Thursday, June 3, 2010

West Papua Report - June 2010

This is the 73rd in a series of monthly reports that focus on developments affecting Papuans. This series is produced by the non-profit West Papua Advocacy Team (WPAT) drawing on media accounts, other NGO assessments, and analysis and reporting from sources within West Papua. This report is co-published with the East Timor and Indonesia Action Network (ETAN) Back issues are posted online at http://etan.org/issues/wpapua/default.htm

Summary
The West Papua Advocacy Team editorially notes that Papuans are welcoming the June visit of President Obama to Indonesia with the hope that the administration will seek to build a new U.S.-Indonesian relationship not based on military and commercial interests but rather founded on common respect for human rights and democracy. That hope fuels Papuan beliefs that such a transformation in the U.S. perspective could bring about fundamental change in their plight, an increasingly desperate situation in which the U.S. is historically complicit. 


A military ultimatum to a rebel leader in the Papuan central highlands and thus far small scale military operations there are raising fears of a massive "sweeping operation" when the ultimatum expires in June. Initial reports indicate that operations may have begun ramping up at the end of May. In the past such operations have uprooted thousands of civilians and led to many civilian deaths.


Leading U.S. legislators have strongly cautioned the U.S. administration against resuming training and other assistance to the Indonesian Special Forces (Kopassus). Those forces are among the most prominent violators of human rights, especially in West Papua. Also in the U.S. Congress, Congressman Patrick Kennedy has launched a resolution in the U.S. Congress which expresses the sense of the House of Representatives regarding the human crisis facing Papuans. The resolution, now gaining support in the U.S. House of Representatives, calls on the Government of Indonesia to address human rights concerns, including the abuse of detainees.


An editorial by a senior official in Human Rights Watch has again called attention to extraordinary abuse of prisoners in West Papua and decried the unaccountability of the abusers.

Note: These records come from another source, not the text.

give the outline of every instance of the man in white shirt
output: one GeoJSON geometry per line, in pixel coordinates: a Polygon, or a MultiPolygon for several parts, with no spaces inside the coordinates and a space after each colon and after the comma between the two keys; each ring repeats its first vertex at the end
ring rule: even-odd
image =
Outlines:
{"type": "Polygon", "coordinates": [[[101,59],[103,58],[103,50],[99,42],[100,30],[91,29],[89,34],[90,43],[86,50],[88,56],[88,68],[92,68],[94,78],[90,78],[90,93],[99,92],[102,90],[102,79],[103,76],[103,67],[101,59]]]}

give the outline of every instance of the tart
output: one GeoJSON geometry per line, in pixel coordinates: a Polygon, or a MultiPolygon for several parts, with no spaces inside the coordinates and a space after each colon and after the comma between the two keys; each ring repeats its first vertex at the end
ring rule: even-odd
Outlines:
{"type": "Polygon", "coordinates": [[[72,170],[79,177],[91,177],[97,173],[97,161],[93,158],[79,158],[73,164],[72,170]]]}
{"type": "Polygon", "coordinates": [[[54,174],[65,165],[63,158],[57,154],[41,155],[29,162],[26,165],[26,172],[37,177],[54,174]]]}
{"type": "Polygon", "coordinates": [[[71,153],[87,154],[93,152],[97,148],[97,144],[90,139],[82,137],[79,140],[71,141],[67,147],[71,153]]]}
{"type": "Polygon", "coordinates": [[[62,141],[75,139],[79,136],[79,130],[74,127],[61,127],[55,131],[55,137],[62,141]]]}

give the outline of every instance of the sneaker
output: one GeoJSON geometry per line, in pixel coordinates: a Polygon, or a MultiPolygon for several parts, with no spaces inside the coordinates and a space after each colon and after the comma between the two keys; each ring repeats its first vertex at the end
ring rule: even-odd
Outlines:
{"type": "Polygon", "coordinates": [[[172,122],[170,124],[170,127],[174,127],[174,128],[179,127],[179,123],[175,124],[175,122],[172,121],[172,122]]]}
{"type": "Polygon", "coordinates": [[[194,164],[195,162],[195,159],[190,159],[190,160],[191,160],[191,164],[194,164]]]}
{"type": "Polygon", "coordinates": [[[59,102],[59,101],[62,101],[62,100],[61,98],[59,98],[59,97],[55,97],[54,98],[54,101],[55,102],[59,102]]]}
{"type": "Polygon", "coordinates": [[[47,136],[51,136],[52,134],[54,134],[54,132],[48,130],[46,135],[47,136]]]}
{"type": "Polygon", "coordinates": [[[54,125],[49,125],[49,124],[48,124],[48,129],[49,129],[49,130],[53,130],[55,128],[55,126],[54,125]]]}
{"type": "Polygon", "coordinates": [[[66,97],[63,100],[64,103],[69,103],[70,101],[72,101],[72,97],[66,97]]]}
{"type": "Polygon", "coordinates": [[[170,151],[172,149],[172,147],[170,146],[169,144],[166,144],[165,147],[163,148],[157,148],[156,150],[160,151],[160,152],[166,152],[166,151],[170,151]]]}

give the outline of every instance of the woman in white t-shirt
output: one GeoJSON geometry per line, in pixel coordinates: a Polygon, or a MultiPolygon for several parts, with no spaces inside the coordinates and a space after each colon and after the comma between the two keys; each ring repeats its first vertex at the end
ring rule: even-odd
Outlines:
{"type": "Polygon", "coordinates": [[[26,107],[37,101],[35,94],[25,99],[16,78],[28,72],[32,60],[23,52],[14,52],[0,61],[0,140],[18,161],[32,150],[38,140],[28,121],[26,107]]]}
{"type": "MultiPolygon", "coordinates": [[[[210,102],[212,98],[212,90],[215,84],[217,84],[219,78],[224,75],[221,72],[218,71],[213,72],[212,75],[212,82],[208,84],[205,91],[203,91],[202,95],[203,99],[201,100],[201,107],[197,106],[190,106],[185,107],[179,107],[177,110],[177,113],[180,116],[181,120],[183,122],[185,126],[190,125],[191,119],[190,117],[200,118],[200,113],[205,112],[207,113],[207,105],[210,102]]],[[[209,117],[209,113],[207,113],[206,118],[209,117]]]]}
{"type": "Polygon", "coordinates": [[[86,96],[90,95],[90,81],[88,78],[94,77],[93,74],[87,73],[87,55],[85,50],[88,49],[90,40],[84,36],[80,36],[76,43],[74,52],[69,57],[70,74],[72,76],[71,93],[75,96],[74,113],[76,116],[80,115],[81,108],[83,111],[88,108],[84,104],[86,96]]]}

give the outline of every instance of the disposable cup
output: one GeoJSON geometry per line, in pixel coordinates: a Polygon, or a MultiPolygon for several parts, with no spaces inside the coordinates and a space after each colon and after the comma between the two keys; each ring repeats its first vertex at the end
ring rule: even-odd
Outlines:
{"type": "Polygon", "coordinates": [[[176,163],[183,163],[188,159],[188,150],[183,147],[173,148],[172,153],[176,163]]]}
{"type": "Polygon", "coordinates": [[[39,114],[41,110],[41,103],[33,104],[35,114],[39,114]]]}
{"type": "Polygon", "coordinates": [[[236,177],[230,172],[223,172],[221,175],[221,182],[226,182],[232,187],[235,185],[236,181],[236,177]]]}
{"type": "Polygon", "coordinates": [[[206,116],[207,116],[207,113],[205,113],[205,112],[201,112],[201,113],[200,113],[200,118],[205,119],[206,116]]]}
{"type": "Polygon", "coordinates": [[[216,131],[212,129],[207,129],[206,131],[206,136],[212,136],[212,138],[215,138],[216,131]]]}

Indonesian authorities have again prevented international journalists from documenting peaceful civil dissent in West Papua. An Amnesty International report is strongly critical of the Indonesian government's continued repression of dissent noting in particular the use of torture against peaceful demonstrators. The Indonesian government is moving forward with plans for a massive "food estate" in the Merauke area of West Papua. The plan has drawn strong criticism from Papuan and international observers concerned that the government-organized in-migration of very large numbers of non-Papuans to work in the estate will further marginalize Papuans, amounting to what could be described as creeping genocide. Environmentalists have also voiced concern about the destruction of vast stretches of forest and peatland which will significantly increase carbon emissions.